Creating fantasy religions: something I'm doing now so thought I would post about my process.
The mistake a lot of writers make is developing a religion from a singular event, and piling a ton of stuff on top of it that makes logical sense. Whereas, in reality, religions are self propelling systems that travel under their own steam and if there is an event that catalyses them, it is never in a socio-cultural or political and economic vacuum.
You also end up with an apparently totally random set of things attached to one figure which does make sense if you know the origins, but otherwise is just accepted even if the meaning is lost.
It is the difference between "the god of Midwinter and festivals around this originated because a cult of necromancers were banished into the frozen wastes and this <event> became the Origin Story for how we got to a midwinter festival with creepy bone puppets in my fantasy world" and a religion that feels ... Real.
Ok so firstly, this is a bit too neat. (This was my original reasoning for a midwinter god called Yarash and I changed it because it wasn't very realistic or interesting for my world.)
Why, let's say, is the god whose feast is at midwinter also the patron of puppet makers and osteopaths?

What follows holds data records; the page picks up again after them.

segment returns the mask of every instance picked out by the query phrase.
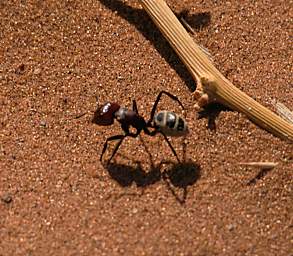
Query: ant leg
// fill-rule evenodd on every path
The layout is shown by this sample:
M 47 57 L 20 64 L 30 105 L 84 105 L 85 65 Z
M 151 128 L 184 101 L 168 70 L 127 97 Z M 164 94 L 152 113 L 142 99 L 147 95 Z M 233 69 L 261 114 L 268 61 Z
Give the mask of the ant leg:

Well, we could say that this makes a lot of sense because the god's festival was originally to do with remembering the dead, and puppets were used in the festival to represent the dead, as necromancy should have been part of it but people didn't actually know how to raise the dead properly. Then as magic evolved people could actually raise the dead for short periods to deliver messages in these festivals, but this drew internal debate from the conservative priests who thought puppets were the original form and so should be maintained, and necromancy was an aberration, vs the progressives who saw necromancy as the original INTENTION and so the natural and correct progression from the puppets. The debate might rage on for years creating splinters, sects, differing traditions that sit uneasily together but find middle ground in other less controversial topics and practices, and even cults.

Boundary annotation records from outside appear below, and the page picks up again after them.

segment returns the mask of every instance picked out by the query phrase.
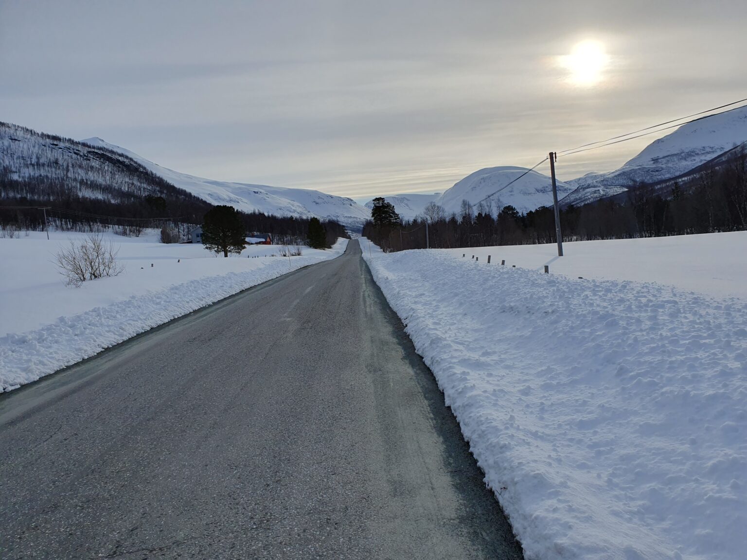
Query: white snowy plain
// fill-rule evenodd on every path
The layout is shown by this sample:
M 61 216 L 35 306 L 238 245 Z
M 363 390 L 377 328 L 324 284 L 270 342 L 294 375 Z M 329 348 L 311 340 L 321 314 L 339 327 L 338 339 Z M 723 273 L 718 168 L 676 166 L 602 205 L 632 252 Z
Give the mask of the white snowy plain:
M 104 234 L 119 249 L 118 276 L 66 286 L 53 261 L 69 240 L 87 234 L 52 231 L 0 239 L 0 393 L 17 388 L 144 331 L 261 282 L 344 252 L 347 240 L 326 251 L 278 255 L 257 245 L 216 257 L 201 244 L 163 244 Z M 276 256 L 273 256 L 276 255 Z M 181 262 L 179 262 L 181 261 Z M 152 266 L 151 266 L 152 264 Z
M 362 240 L 527 560 L 745 558 L 747 236 L 710 235 L 566 243 L 573 276 Z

At some point, the secular authorities get involved for their own reasons. Maybe some rulers are pro-"The Old Bones" or anti-, or they want to outlaw necromancy or benefit from it for various political reasons, socio-cultural reasons, economic reasons, military intelligence reasons, etc. Whatever happens, happens. Times change. Official attitudes swing back and forth, while internally the religious debates continue, now informed by and perhaps as counters to, this secular intervention.
Then we end up in modern times, the times of the story. Nobody really believes in gods anymore. They do remember the old gods of the seasons and at the secular festival in winter, there are a lot of traditional puppet shows that have a whole history and life of their own. The puppets are called "the old bones" and nobody really remembers why. Osteopaths have the puppets and symbols relating to the midwinter festival on their certificates and college heraldry and nobody really remembers why, but the information is there to look up and is a fun thing to know for trivia nights.

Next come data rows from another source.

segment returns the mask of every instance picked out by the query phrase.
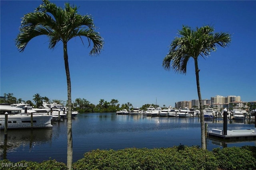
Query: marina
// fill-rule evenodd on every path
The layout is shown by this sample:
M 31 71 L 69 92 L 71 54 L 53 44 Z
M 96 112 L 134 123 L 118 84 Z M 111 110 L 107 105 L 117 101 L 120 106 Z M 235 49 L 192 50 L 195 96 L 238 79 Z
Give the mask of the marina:
M 206 119 L 208 129 L 223 128 L 221 117 Z M 52 128 L 10 129 L 4 140 L 1 131 L 1 159 L 16 162 L 22 160 L 42 162 L 51 158 L 66 162 L 67 125 L 66 121 L 53 122 Z M 254 129 L 254 119 L 227 121 L 227 129 Z M 126 148 L 169 147 L 180 145 L 201 145 L 199 117 L 150 117 L 143 115 L 117 115 L 116 113 L 78 114 L 72 119 L 73 161 L 97 149 L 115 150 Z M 256 145 L 256 140 L 223 141 L 206 139 L 207 149 Z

And necromancy... is a controversial branch of science, divorced from its original religious significance for many but not for all, and more integrated as an art or practice in the public consciousness (positively or negatively depending on perspective and propaganda and actual usage).
And now, you have a ton of depth and meat to it without having to flesh out the arguments and debates themselves unless that is plot relevant.
There is a lot you can do with this society now, and by tweaking one thing you can create completely different societies and ideologies. The depth is now there to set your story at any point during this history and to develop numerous ideas. So much stuff can happen.
With the singular event version, and a static fact of a necromancy cult in the frozen wastes, things are much more limited and linear, with less depth to play with.
Also remember that your characters will not be expected to know everything about your world unless they are experts in religion and/or history, and also the 2 subjects are not mutually inclusive so a historian is not an expert theologian and vice versa. How much the average person on the street knows depends on levels of formal education, accessible knowledge beyond formal education, which may include religious instruction and folklore, and propaganda. But it means you can build in some subtle things - like the puppet symbols on the door of an osteopath or bone doctor - that never need to be explained, but have a logical in-world explanation below the surface.
Try taking a static idea and work it into a system and see where it leads!